After the team published the paper on an open source site, the WHO announced additional resources for the region, helping to increase the number of diagnostic centres to 26.
Social distancing
The team are currently using their models to evaluate what might happen as a result of a number of non-pharmaceutical interventions aimed at social distancing, such as working from home and school closures. ‘We can look at the results of actions they (health authorities) might take,’ said Dr Colizza. ‘(For example) we can test in our model what might happen if they close a school or if they don’t close a school.’
They are also analysing the strategy that is being employed by the French authorities, such as cancelling large-scale public events and banning gatherings such as markets in badly affected areas. Events such as these, where large numbers of people travel to and gather in one place can allow viruses to spread more easily.
‘Air travel is important in the initial phase of an epidemic as it brings the epidemic from one place to another at global level, but also from one region to another in a country,’ said Dr Colizza. ‘As soon as you have transmission in the community, what is important to slow down the epidemic is to reduce contacts along which the virus could spread.

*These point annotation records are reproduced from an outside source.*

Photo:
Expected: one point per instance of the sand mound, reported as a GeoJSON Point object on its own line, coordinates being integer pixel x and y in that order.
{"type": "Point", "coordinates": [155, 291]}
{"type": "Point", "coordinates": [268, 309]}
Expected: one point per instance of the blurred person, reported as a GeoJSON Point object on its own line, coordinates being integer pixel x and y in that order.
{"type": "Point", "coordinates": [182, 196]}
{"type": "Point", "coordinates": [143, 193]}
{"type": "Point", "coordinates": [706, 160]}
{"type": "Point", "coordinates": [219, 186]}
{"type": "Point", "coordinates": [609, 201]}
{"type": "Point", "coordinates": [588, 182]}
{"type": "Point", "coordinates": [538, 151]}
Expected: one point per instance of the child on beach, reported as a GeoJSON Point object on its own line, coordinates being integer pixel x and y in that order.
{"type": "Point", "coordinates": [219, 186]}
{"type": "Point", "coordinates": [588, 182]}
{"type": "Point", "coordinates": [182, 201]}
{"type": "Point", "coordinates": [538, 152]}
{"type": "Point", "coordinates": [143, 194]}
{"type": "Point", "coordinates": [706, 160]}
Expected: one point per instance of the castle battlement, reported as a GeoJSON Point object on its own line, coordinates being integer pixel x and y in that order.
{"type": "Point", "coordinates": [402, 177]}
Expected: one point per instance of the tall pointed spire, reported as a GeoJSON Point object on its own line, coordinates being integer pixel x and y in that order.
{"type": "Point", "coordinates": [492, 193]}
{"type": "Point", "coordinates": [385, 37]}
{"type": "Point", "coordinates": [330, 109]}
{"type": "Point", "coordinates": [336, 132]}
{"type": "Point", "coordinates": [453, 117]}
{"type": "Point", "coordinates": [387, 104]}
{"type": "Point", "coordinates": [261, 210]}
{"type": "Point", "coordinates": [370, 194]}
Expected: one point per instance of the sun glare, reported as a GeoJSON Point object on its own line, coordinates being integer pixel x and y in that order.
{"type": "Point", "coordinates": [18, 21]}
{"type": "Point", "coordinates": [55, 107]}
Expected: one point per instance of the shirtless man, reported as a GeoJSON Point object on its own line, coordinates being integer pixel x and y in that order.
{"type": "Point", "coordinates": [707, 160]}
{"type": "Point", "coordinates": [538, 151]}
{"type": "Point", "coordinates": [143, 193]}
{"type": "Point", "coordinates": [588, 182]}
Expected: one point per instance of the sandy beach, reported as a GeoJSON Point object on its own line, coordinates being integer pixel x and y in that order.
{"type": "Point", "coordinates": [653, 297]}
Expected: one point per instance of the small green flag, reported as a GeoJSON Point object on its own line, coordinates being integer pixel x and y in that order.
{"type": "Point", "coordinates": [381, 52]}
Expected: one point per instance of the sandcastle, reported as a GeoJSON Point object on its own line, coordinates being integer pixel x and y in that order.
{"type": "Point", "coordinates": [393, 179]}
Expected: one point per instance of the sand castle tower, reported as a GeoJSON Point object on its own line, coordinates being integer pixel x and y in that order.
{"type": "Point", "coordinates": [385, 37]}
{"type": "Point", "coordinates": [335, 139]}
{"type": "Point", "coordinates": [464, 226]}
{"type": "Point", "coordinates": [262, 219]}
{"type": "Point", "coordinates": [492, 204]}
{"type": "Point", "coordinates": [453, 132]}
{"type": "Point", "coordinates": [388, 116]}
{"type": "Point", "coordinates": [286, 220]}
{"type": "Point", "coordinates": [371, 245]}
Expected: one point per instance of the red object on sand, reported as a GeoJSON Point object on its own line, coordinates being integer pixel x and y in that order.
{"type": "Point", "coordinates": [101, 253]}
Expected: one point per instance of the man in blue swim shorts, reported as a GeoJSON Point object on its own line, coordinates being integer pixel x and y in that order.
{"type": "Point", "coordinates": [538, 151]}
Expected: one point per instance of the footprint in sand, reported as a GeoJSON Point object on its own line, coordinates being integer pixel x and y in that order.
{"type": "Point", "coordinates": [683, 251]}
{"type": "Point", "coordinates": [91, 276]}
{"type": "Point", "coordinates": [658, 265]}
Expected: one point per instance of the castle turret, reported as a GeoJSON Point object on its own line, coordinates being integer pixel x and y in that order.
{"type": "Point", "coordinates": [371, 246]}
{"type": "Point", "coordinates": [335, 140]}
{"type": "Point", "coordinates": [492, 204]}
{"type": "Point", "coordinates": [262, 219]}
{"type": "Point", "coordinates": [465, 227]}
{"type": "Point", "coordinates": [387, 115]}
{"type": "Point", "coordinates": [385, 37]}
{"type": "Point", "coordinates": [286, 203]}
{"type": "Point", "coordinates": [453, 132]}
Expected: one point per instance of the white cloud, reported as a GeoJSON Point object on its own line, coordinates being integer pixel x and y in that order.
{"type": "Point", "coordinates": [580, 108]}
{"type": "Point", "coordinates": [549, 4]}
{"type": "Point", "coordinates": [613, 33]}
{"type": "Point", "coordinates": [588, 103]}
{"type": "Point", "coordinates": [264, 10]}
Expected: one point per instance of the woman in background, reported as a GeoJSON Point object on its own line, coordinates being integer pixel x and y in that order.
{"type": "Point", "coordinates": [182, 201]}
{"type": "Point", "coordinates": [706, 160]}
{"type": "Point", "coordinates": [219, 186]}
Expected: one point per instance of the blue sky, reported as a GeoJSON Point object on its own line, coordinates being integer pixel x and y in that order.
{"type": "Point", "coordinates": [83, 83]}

‘For Covid-19, these are face-to-face or physical contacts – conversation, shaking hands, kissing. So, high density situations need to be avoided or cancelled. People should increase their distance from others.’
For the MOOD project, the aim right now is to get a sense of how the situation in Europe will evolve, she says.
‘(This is) so health authorities can have an idea of the number of patients they might have arriving at hospital, how many intensive care beds they might need, how much oxygen they will need,’ she said. ‘We are doing this work as we speak, so it is too early to say what the results will be, but we hope to have them soon.’
Unfortunately, with outbreaks that spread as rapidly as the new coronavirus, the best authorities can hope for is to slow and contain the virus for as long as possible, she says.
‘In general, the objective when you are in an epidemic phase (of a disease such as the coronavirus) is to implement social distancing to delay the pandemic,’ she said.
Delays should allow the pressure already on healthcare systems from the seasonal flu to ease as the winter draws to an end. This also buys time for new treatments and vaccines against the new coronavirus to be developed.
Questions
But even with this work, there are still many unanswered questions about the new coronavirus.
‘We don’t know how children are affected by the infection,’ said Dr Colizza. ‘There have only been a relatively small number of cases in children and we don’t know if this is because they are less prone to being infected or if they don’t show symptoms but can transmit the disease anyway.
‘We also don’t know the number of asymptomatic infections or about what the mortality will be like in Europe, which has different health systems and population profiles to China.
‘We also don’t know much about immunity at this stage – if someone has been infected and recovers, will they have immunity to it and for how long? Can we expect a second wave of this diseases next year?
‘As more information is shared, we are getting answers to more of these questions.’